Et sur cet axiome, peu chevaleresque, mais à coup sûr pratique, l’homme d’affaires frappa amicalement sur l’épaule de Niclauss réduit au silence.

Au même instant, on frappa à la porte.

Tous eurent un mouvement, puis d’une seule voix :

— Entrez ! crièrent-ils.

Un domestique de l’habitation se présenta.

— Sar-Hi, fit-il en réunissant ses mains en coupe au sommet de son crâne, Sar-Hi salue les illustres hôtes du maître.

— Que veux-tu ?

— Le maître a parlé avec sa plume de fer, et j’apporte ses paroles.

Ce disant, l’indigène extrayait une lettre d’un petit sac de peau fixé à sa ceinture.

Il la tendit à Niclauss.

Le jeune homme la prit et, après l’avoir parcourue, la passa à Fleck, lequel la remit à Lisbeth.
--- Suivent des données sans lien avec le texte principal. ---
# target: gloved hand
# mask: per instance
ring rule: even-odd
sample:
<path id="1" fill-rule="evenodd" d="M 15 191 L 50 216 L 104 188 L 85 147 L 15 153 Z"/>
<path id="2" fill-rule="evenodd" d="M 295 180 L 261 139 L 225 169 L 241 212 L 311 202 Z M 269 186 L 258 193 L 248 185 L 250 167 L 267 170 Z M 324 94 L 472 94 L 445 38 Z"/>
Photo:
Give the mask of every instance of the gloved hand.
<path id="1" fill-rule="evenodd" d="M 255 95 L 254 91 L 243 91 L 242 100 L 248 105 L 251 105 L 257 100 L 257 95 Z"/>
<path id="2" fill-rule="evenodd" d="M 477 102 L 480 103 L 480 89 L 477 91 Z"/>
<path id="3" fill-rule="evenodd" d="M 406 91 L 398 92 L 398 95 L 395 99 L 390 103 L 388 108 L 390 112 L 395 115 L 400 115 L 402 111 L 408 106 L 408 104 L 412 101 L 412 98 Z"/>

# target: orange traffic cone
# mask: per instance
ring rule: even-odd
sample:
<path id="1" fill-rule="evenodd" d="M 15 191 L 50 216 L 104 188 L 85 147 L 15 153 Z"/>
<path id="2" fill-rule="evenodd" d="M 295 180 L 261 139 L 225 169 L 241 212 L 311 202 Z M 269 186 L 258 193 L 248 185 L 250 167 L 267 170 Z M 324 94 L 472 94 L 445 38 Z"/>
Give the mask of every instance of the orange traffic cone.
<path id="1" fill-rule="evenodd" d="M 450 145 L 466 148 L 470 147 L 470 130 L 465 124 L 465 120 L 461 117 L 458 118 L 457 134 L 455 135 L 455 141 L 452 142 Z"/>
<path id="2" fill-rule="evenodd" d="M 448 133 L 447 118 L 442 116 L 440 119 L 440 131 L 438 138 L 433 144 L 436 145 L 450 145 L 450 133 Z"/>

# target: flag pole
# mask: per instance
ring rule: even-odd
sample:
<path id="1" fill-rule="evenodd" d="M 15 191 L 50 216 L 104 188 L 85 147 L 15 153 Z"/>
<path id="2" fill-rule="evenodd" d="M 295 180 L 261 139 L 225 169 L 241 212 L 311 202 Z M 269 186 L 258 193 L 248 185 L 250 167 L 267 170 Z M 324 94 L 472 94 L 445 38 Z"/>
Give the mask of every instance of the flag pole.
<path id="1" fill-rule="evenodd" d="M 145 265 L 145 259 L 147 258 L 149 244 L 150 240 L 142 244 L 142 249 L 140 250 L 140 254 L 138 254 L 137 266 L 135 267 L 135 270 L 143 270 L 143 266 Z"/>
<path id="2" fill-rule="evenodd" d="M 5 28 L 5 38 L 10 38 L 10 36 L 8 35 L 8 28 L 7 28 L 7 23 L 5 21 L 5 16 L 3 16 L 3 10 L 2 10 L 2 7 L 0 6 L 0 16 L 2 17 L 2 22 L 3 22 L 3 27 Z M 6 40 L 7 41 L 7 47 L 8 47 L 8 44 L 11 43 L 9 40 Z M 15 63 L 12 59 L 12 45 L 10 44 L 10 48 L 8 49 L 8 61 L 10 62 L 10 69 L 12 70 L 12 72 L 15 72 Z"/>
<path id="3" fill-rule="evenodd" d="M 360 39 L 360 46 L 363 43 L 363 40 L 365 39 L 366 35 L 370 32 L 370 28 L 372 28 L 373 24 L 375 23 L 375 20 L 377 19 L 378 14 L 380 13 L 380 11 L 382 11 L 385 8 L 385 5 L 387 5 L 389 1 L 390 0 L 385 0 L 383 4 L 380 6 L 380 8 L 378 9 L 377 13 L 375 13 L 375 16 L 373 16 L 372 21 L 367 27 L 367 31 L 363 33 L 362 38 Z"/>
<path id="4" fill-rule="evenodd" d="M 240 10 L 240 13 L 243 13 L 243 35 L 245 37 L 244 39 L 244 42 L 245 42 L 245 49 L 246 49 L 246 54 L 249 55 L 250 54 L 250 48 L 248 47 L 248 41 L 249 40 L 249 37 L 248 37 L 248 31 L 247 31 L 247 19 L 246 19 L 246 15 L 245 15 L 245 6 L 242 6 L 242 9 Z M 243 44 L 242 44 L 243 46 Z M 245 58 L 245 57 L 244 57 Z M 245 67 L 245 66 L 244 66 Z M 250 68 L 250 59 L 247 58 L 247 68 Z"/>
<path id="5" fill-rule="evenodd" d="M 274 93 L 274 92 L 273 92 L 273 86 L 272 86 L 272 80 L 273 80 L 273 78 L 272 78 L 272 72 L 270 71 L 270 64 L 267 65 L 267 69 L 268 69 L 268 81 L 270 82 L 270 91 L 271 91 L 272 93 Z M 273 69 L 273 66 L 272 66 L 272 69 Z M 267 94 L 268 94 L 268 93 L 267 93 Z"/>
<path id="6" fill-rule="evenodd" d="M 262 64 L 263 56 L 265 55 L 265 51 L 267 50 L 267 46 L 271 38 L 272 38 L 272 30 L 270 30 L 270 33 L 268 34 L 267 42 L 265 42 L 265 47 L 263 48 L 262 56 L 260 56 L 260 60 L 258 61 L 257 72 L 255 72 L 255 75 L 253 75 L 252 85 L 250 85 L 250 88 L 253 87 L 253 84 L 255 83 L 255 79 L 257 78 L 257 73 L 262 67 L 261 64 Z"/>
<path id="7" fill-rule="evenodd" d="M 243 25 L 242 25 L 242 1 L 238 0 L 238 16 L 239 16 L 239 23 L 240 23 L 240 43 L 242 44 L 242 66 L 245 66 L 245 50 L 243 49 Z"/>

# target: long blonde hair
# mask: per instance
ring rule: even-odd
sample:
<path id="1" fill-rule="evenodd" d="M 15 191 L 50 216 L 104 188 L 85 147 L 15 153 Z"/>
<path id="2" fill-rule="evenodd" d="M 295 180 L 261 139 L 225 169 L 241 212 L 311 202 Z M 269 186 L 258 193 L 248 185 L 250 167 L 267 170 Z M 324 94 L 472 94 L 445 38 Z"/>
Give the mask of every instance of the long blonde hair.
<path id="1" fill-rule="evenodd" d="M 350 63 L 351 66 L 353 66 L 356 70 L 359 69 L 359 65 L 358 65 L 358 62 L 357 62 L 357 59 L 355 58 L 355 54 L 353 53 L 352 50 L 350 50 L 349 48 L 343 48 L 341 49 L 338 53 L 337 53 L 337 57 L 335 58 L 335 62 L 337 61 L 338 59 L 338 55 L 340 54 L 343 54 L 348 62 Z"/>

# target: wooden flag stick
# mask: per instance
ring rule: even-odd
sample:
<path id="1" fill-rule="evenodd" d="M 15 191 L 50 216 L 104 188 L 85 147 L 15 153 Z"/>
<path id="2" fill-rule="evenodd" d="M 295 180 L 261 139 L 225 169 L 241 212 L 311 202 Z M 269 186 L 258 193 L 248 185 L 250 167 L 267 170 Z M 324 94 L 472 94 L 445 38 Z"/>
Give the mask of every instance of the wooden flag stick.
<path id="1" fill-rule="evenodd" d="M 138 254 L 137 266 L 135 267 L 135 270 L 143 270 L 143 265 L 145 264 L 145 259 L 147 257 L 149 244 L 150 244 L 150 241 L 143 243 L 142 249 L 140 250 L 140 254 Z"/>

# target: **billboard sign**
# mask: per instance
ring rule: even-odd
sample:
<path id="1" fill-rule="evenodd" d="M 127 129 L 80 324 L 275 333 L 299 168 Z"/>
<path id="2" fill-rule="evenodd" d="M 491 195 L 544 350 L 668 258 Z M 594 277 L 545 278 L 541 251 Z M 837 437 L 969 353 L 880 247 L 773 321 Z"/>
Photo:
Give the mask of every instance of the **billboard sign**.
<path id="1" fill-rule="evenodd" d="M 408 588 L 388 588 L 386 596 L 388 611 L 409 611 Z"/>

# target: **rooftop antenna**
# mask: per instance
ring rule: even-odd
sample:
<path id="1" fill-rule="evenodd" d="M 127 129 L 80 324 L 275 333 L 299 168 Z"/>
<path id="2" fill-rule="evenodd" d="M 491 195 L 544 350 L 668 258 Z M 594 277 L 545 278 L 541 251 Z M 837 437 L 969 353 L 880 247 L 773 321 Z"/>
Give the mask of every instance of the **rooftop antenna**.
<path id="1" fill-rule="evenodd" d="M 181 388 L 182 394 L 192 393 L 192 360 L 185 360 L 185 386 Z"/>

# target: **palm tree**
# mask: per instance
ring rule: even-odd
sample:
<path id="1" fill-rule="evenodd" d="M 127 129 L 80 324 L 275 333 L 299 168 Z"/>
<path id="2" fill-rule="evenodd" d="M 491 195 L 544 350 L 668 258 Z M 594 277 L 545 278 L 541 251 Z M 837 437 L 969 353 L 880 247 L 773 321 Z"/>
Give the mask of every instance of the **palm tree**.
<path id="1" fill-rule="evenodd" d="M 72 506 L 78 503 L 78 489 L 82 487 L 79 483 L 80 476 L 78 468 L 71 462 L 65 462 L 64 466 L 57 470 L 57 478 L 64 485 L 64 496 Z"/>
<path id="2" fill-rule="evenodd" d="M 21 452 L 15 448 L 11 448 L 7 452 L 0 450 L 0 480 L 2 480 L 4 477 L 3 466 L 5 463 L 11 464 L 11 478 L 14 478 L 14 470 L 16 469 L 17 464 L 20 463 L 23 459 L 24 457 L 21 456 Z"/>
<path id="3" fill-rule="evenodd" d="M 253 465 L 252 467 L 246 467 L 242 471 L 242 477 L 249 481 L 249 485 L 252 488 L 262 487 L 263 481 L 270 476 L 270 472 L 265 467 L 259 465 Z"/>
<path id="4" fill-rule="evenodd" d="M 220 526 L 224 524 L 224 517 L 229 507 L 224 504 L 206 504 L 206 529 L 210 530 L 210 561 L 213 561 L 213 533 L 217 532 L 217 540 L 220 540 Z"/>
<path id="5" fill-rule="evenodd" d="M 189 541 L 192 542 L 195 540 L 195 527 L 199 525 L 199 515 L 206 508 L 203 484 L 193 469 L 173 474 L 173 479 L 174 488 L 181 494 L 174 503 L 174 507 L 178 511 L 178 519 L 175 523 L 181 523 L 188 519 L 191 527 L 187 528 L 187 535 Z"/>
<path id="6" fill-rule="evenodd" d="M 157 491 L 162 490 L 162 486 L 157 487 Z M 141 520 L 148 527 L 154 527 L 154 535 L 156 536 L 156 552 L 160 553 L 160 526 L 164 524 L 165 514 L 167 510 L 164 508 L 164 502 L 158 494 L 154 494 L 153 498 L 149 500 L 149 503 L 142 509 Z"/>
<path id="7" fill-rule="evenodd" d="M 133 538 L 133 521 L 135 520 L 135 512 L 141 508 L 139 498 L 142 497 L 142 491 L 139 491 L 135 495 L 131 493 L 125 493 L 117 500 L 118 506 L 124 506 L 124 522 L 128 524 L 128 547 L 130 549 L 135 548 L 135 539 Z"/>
Puis, tous trois se regardèrent :

Ils avaient lu :

« Mon cher neveu,

« Votre cousin Albin, que votre bonne grâce a tiré de la prison où votre colère l’avait enfermé, vient d’arriver à la plantation.
xxx « Je désire vous présenter l’un à l’autre, effacer jusqu’au souvenir du malentendu passé et faire de vous deux amis.
xxx « Au reçu de la présente, veuillez suivre le porteur, il vous conduira où je vous attends, en compagnie de votre cousin.

« François Gravelotte. »

Il n’y avait qu’à se rendre à l’appel de l’oncle François.

Non sans émotion, Niclauss, flanqué de Fleck et de Lisbeth, suivit Sar-Hi.

Bientôt, il pénétrait, avec ses amis, dans le salon où naguère Rana avait remarqué la première rêverie de Daalia.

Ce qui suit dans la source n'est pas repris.